The next morning, I awake in Victor’s bed, his warm body nestled against mine. I feel so incredibly close to him, closer than I’ve ever felt to anyone.

I get up and put on a silk robe, the red double V stitched into it, and a pair of slippers. I leave Victor to rest and head down the hall. Hopefully Eustace will be in the dining room and I can get some breakfast.

The euphoria of last night fades slightly when a cold draft comes down the hall. I quicken my pace, my feet slapping noisily on the tile. I can’t shake the feeling that I’m running from something. Certainly not from Victor, and certainly not from last night. But . . .

A sudden fear clenches me and I turn around—but there’s nothing except emptiness. I shake my head, trying to get rid of this strange aura. The hallways seem darker, the statues more looming, the walls moving in. It’s like Murdoch Valentine has reclaimed the manor and transformed it back to what it once was.

Maybe some coffee and juice will help settle me.

I open the door into the dining room. The curtains on the windows are open and light is pouring in. I’ve never seen it like this, so bright and revealed. The colors have changed dramatically under the sun, and artwork on the walls, once entirely hidden in shadows, now dominates.

That’s when I realize why fear is gripping me. It’s too quiet. In fact, it’s dead silent. None of the servants are walking about, completing their daily tasks. No one dusting, no one cleaning up, no one rushing about with laundry. It’s been nothing but the soft sound of my feet on the floor.

I go over and begin shutting the curtains, wondering if the other vampires will praise me for blocking out that dreadful sun.

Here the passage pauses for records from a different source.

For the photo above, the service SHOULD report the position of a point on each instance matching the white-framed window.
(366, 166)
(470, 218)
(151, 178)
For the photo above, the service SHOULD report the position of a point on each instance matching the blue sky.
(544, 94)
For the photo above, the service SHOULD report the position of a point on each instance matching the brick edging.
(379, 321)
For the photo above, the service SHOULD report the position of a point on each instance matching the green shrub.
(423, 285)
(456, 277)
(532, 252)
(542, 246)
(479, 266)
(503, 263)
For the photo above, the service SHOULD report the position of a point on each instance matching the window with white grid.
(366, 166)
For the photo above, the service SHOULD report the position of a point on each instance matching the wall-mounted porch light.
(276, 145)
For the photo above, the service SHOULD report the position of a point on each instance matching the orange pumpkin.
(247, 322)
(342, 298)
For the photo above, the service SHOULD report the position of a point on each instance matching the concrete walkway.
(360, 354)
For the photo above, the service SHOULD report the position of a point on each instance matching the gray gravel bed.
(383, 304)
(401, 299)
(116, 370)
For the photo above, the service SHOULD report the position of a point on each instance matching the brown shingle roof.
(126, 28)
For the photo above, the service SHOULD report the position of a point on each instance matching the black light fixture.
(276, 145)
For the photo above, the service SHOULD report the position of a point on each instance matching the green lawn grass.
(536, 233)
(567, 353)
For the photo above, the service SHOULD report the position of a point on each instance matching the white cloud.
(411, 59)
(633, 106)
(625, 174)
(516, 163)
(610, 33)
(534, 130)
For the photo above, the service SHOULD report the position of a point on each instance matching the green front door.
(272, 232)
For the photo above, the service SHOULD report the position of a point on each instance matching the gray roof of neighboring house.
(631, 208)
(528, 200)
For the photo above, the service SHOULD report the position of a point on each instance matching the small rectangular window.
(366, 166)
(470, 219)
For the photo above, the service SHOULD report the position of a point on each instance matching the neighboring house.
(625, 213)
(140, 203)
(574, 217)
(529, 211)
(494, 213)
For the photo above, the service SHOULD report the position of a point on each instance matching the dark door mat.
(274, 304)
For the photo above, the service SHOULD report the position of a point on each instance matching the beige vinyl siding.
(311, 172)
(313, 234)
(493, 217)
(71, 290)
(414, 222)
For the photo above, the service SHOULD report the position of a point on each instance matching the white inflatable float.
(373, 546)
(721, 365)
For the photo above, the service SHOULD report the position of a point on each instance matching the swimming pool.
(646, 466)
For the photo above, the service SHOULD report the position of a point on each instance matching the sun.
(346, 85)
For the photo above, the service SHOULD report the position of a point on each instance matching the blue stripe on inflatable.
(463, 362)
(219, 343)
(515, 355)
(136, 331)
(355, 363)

Ha. That’s probably the word Eustace will use. “Dreadful.” He’s so cute in a superpolite old-world-servant kind of way. I wonder if he ever—

Crunch.

I stop. There’s broken glass beneath my slippers. Slowly lifting my gaze, I see the window it once belonged to is shattered.

It’s so strange, this tiny destruction in an otherwise perfect room.

I turn around and quickly, very quickly, walk out of the dining room. Something’s not right. I need to talk to Victor. I’m nearly at the end of the hallway when something stops me. A song. A piano playing from the music room. The melody is soft and sad, as if scored on the coffin of a dead loved one.

I creep toward the piano room. The windows on the side of the hallway are wide open, the thick drapes pulled back, and the thin silk curtains waving like ghosts from another plane, reaching out to grab the light as though it may bring them back to life.

The melody is so beautiful, and I’d love to rest my head on the door frame and listen, afraid to disrupt the performer. But when I turn into the room, I truly am sorry that I disrupted him.

The piano player continues striking the notes, playing to his audience of dead servants splayed on the ground with throats gouged out. Some are sitting in chairs like grotesque marionettes, their eyes wide open but not seeing the musician at his keys. Others lie on the floor, their limbs intertwined, placed without care. Eustace is among them, glassy eyes looking at me as though pleading for one last chance to straighten the glassware before finally retiring.